# why hp desktop computer not turning on



## ssmith (Jun 17, 2010)

I have an HP desktop with the power button located at the top of the tower. It will not turn on when I power it up. I have check all the connectors, everything was secure. I tried replaceing the button cell battery, still nothing. You can see a green light illimunating through case where the vent screen is in the back, so I guess it's getting power. Any other suggestions? please..........


----------



## loda117 (Aug 6, 2010)

So you have checked all the power cable connection inside the box? 
What is the model # of this hp? 

Have you tried disconnecting the power cable from the motherboard and re seating it 
Also the Front or top panel cables are connected to the right places?


----------



## ssmith (Jun 17, 2010)

It's a Pavillion slimlime s3720y. inside the box? not sure what wires are what inside the box.


----------



## Tyree (May 10, 2009)

Have you been experiencing any problems prior to this one?


----------



## loda117 (Aug 6, 2010)

Inside your computer case that is what i meant by the box sorry


----------



## ssmith (Jun 17, 2010)

no I have never had any other expierences and personally I think this is odd. Do computers usually decide overnight that it wasn't going to power on the next day?lol. Any ways will disconnect power to the motherboard damage it even more in case I end up having to take it to a tech? hopefully not.....


----------



## Tyree (May 10, 2009)

ssmith said:


> Do computers usually decide overnight that it wasn't going to power on the next day?....


It is not at all uncommon and particular with OEM PC's.



ssmith said:


> . Any ways will disconnect power to the motherboard damage it even more in case I end up having to take it to a tech?

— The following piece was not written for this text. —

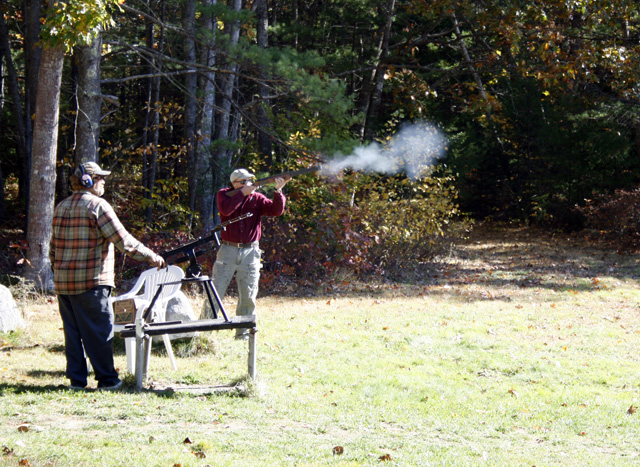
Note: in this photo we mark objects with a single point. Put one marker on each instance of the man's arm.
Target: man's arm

No but be certain to UNPLUG the power cord to the PSU and push the case power button a few times and touch a metal area of the case before touching anything inside.


----------



## ssmith (Jun 17, 2010)

on the back of the box where the power cord connects is a little red switch looking thing. I unplugged the power cord and slide the red switch down and then back to its original position. The computer will now turn on but the date on it was dec. something of 09. it's all good now I think. Hopefully that little red switch thing was the reset........ lol. Thank you.


----------



## Tyree (May 10, 2009)

The "little red switch thing" converts the PSU to 240V. Power swithces (On/Off are commonly black and marked I-0 for On-Off.
I'm leaning toward a failing PSU. If your time/date does not stay accurtae you ned to replace the CMOS battery.


----------